Report: Green building advocates worried about movement's future under Trump administration
- Some architects have expressed concern about how President-elect Donald Trump will affect the future of the green building movement, according to the Architectural Record.
- Trump's picks for the Department of Energy and Environmental Protection Agency — Rick Perry and Scott Pruitt, respectively — are of particular concern, as both individuals have expressed doubt around accepted climate change science and have promised to get rid of certain environmental regulations, which could possibly include those mandating sustainable construction for federal buildings.
- However, the Record noted that while some green building advocates are worried about what a Trump administration will bring, others are encouraged by local commitment to green policies, such as that of C40 city mayors.
Only a few of Trump's commercial properties have attempted LEED certification, and he has discounted their value in previous statements, according to the Record. Some opponents of the General Services Administration's requirement that federal buildings be LEED-certified applaud the potential discarding of sustainable regulations.
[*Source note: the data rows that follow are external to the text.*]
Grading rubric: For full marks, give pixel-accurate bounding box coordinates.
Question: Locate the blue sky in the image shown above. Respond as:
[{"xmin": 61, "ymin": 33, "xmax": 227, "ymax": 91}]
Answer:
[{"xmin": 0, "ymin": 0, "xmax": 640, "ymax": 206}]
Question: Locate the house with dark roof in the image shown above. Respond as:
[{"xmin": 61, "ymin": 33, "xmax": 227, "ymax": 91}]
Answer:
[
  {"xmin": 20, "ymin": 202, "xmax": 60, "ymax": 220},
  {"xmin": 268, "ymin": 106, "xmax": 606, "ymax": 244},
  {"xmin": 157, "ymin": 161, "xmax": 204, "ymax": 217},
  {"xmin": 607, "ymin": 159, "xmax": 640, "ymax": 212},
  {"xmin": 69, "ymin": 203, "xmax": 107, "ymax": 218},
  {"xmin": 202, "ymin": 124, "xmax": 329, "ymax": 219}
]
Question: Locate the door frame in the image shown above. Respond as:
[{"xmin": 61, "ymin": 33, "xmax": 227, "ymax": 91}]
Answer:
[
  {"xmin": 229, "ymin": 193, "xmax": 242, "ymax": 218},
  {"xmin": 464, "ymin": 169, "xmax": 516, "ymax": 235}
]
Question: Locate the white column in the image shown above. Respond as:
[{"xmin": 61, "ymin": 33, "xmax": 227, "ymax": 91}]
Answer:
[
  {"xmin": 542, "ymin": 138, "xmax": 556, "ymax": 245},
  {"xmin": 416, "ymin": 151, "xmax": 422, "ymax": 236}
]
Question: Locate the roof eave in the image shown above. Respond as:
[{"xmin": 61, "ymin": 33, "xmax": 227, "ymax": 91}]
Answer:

According to the U.S. Energy Information Administration's Commercial Building Energy Consumption Survey, government buildings conserved energy at twice the rate of their privately owned counterparts between 2003 and 2012. This is partly attributable to federal mandates that buildings improve energy performance and reduce consumption by 2.5% every year through 2025. This is one regulation that Trump could roll back upon entering office. However, the Energy Independence and Security Act of 2007, which requires certain green building practices, is not as easily scrapped.
The incoming Trump administration has led some sustainable construction leaders to consider changing their messaging, according to Beth Heider, chief sustainability officer at Skanska USA. She recently told Construction Dive that the industry should put less emphasis on the climate change implications of sustainable construction and focus more on the bottom line.
Nevertheless, even if the Trump administration wages war against sustainability in construction practices, building owners are not likely to abandon the principles. Last year, a Bentall Kennedy report revealed that green buildings, particularly those that are LEED-certified, can garner 3.7% higher rents and 4% greater occupancy rates than non-LEED-certified buildings. The company also discovered that ENERGY STAR-certified buildings earned 2.7% higher rents and saw a 9.5% increase in occupancy.